Sunday, June 29, 2014


I like mythology.  I hate mythology.  I don't know that there is any other way to interact with it.  By mythology, I mean the sum total of stories we tell about the world around us to explain it to ourselves and that we assume in some way to be true/useful or that in history at some point someone assumed to be true/useful.

For an example of why I love and hate mythology, take the Greek and Roman mythology.  Much of it provided some way to try to make sense of the supernatural forces that were assumed to pervade reality.  Much of it describes events happening which are frankly brutal and disgusting and gods in general who are capricious and difficult to respect in any kind of normal human moral context.  But the world is a scary place with lots of things happening all the time that are brutal and make no sense in a moral context if you assume someone is responsible for all the random stuff that happens to you, so the brutality and amorality actually probably to many made the myths more compelling- not less.  The myths also provided a sense of common identity, a model for how idealized inter city interactions might take place, and a sense of traditional enemies and how they might be viewed and treated.

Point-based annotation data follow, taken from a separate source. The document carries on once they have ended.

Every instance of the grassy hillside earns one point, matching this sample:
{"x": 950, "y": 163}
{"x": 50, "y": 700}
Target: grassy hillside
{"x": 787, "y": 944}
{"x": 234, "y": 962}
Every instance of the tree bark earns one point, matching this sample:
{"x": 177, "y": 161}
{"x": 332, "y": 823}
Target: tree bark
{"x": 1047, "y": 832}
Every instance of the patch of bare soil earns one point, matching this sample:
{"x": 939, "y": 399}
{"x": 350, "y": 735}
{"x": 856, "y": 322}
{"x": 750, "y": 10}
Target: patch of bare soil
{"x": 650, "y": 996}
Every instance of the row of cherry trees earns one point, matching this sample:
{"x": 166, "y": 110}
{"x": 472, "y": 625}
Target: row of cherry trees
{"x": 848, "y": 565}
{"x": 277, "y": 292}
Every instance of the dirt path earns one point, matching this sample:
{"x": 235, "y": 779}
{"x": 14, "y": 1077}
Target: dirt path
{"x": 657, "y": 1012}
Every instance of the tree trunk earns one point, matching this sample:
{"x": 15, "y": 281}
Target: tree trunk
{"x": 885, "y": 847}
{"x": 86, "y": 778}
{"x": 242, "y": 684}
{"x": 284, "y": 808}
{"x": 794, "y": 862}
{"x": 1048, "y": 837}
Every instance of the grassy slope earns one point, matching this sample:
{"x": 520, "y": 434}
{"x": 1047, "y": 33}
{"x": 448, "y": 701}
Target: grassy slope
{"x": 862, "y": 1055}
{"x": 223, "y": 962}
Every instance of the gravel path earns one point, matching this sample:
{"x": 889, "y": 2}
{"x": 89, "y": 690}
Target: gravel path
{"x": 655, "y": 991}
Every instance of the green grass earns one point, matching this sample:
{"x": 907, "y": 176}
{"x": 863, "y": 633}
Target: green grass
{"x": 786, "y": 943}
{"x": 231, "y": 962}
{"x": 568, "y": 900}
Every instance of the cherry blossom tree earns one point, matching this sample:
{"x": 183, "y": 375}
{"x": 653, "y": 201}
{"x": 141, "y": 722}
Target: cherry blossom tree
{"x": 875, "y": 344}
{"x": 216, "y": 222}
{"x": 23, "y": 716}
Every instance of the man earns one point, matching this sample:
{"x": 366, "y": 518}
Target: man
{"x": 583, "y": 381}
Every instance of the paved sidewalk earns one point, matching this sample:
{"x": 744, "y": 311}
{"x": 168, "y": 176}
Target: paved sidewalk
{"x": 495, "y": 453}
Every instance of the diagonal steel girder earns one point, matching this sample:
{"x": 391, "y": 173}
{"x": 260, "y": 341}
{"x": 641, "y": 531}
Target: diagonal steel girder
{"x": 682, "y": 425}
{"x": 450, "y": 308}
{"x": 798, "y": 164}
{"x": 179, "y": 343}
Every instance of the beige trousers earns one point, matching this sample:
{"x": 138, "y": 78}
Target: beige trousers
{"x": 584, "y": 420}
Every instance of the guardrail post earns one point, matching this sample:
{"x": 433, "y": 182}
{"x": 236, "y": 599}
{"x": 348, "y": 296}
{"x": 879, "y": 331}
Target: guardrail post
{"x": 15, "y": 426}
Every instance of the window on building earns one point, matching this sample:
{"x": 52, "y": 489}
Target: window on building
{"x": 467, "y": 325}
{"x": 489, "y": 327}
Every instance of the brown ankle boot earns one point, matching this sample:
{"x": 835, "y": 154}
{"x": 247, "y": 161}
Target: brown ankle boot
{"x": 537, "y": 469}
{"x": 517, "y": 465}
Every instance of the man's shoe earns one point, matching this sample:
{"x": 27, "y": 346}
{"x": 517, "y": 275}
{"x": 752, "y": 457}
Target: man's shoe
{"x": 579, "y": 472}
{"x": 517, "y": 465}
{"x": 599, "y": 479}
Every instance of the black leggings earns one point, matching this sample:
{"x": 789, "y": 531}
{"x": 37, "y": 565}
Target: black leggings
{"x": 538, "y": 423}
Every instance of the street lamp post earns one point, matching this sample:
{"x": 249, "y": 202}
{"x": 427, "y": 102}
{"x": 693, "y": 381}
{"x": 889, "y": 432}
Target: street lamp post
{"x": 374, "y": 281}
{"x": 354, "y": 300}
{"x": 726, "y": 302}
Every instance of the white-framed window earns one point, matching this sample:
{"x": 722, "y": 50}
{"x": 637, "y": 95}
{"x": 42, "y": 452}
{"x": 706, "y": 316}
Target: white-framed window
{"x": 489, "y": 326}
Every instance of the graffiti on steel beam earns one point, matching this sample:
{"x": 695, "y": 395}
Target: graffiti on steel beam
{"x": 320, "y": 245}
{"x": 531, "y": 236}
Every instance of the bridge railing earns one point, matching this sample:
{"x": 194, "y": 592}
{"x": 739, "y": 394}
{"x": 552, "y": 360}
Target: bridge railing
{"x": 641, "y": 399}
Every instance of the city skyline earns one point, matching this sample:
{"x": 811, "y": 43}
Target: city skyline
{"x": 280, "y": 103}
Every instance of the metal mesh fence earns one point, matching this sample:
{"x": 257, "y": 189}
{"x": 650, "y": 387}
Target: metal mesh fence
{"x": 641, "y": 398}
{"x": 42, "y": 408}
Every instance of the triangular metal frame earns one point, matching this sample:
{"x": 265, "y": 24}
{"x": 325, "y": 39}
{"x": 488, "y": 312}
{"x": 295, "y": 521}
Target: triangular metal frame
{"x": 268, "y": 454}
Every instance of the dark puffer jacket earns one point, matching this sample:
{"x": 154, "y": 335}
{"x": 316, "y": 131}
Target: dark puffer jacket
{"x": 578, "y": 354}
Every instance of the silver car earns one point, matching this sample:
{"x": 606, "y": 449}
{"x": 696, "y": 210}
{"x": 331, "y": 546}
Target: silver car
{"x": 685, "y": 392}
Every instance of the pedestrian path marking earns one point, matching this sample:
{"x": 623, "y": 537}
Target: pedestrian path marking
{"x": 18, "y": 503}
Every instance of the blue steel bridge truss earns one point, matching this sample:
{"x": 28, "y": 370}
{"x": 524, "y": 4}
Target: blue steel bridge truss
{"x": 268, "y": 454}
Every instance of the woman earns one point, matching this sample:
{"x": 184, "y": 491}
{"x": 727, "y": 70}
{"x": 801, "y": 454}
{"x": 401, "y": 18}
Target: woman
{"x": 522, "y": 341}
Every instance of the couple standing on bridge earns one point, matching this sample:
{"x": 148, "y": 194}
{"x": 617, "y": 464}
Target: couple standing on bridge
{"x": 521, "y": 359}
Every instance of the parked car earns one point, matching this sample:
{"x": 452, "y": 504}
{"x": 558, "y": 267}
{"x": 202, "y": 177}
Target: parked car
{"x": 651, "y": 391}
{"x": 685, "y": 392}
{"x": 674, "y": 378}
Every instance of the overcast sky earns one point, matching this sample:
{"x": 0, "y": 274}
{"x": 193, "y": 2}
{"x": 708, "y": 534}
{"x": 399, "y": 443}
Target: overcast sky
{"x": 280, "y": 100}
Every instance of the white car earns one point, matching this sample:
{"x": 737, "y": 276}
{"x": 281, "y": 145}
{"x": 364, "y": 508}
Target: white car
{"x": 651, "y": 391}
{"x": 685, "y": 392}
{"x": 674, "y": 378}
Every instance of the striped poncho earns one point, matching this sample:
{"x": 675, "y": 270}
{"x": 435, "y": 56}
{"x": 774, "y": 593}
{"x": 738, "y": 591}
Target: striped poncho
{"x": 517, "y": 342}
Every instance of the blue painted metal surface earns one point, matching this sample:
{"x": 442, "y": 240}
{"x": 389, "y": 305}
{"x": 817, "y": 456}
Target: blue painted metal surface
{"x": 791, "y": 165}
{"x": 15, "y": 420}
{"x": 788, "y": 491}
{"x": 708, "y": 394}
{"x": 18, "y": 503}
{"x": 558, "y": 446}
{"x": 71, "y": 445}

Some myths don't have to be believed as real to be viewed as useful.  A long time ago in a website far far extinct a completely fictionalized myth was created for people on the autism spectrum.  While nobody viewed the mythos as "real" in any literal sense, the "Aspergian Island" mythology created a sense of community and a common way of expressing the frustrations of living an autistic life and resonated widely and spawned a whole family of web forums and other communities which were very helpful to many people during a darker time of autism acceptance just not being a very high social priority and where it wasn't uncommon to hear about people claiming poison such as that anti bullying measures weren't needed because autistics didn't have emotions anyways.

So where's the problem?  Well, humans tend to form into tribal groups that want to love the people inside of them and hate the people outside of them.  Myths often are the language spoken to express the justification for these barriers.  Also, myths form the expression of how to punish and how to justify punishing someone who doesn't conform to the in group.  We can limit the needless destruction by trying to make our myths as accurate as possible and subjecting them to revision such as in science.  But as imperfect human beings, our will to punish or exclude traitors or outsiders easily overshadows the usefulness the myths provide. And that is why I hate myths.  Life in its totality is a mystery.  We all, in a sense, live in Plato's cave.  And the more we are sure we have the correct story of how the world works then the more we are willing to justify the emotional and social abuse heaped on ousiders or traitors.  And the more we are sure we are right the less willing we are to open our minds to the possibility of being wrong and needing to make course corrections.

So as I said before, I love and hate myths.  I don't know that it is possible to completely due without them, but to resolve the basic tension between loving everyone and loving only those we are like you a head on attack on the reliability of the myths must be made.